Feels like the entire world has given up on us. ‘Specially because we all have a past. Eventually you just accept that you’re locked up so things like this become normal.
After my six month stay in Florence, CO USP I was transferred to [redacted] for transfer. I was there for one week. We got 20 minutes to shower and use the phone every other day so I would just bird bath in my cell so I can use my full 15 minute phone call home. All FBop facilities have provided free calls due to COVID but if you’re not in general population those calls become pointless ‘cause so much lockdowns.
After one week in [redacted] I was transferred again, this time to Victorville, CA USP for another quarantine/holdover. I got stuck for two months ‘cause I took the COVID vaccine Moderna. I got really sick from both shots (SMH).
30 minutes out of the cell for shower or phone every other day as well. This was when I finally lost a family member to COVID and almost lost my mother as well. She pulled through though pneumonia had only affected one of her lungs. Thank God.
It’s just unpredictable when COVID’s going to hit home. It’s really mentally fucked up. ‘Specially when you have nobody to talk to or nobody writes ‘cause you just become out of sight out of mind to the world.
Finally I was transferred to my final destination here in Atwater, CA USP. Finally no more holdovers. No more transfers. Now I can start programming to go home sooner than later. I took a total of 14 months just to get where I am at.

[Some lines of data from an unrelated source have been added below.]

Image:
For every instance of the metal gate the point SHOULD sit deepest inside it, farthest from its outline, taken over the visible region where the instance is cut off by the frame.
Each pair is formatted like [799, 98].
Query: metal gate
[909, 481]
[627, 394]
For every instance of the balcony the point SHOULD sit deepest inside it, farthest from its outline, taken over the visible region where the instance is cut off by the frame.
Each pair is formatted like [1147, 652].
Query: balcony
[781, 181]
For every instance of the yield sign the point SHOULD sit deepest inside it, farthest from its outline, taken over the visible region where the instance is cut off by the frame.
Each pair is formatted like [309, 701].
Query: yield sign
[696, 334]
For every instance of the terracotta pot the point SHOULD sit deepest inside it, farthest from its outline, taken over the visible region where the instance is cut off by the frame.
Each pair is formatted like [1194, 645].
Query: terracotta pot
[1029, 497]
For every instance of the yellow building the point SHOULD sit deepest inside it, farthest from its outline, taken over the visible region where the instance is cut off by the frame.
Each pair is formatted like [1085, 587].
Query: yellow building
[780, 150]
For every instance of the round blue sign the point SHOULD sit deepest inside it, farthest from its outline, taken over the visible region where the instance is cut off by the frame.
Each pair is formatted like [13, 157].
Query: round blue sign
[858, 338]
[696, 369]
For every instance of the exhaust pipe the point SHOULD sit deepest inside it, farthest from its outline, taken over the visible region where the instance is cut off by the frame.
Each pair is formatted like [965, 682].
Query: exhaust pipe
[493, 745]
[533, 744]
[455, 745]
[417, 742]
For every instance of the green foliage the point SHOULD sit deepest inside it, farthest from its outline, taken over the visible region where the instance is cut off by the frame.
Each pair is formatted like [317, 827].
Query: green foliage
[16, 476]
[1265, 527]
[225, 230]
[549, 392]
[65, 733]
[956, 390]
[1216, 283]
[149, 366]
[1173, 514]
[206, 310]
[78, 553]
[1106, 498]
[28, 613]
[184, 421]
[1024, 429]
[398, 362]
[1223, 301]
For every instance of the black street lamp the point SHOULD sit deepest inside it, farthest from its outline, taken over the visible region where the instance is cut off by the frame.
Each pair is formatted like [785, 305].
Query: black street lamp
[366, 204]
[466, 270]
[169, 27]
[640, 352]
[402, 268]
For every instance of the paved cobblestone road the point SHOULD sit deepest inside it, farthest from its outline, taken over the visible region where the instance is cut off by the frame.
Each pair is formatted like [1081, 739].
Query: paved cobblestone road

So now that I’ve been in general population for a month I am definitely treated differently. I can make all the calls I need. I am not free yet but I am thankful to talk to family more. All in all you never know how strong you are until being strong is the only choice you have.
So again thank you for hearing my story and I appreciate the kind words of encouragement from you. And also as an inmate making me feel like someone is thinking of us after all.
Good luck to you. I hope I’ve been more than helpful. If you need anything else from me feel free to write me.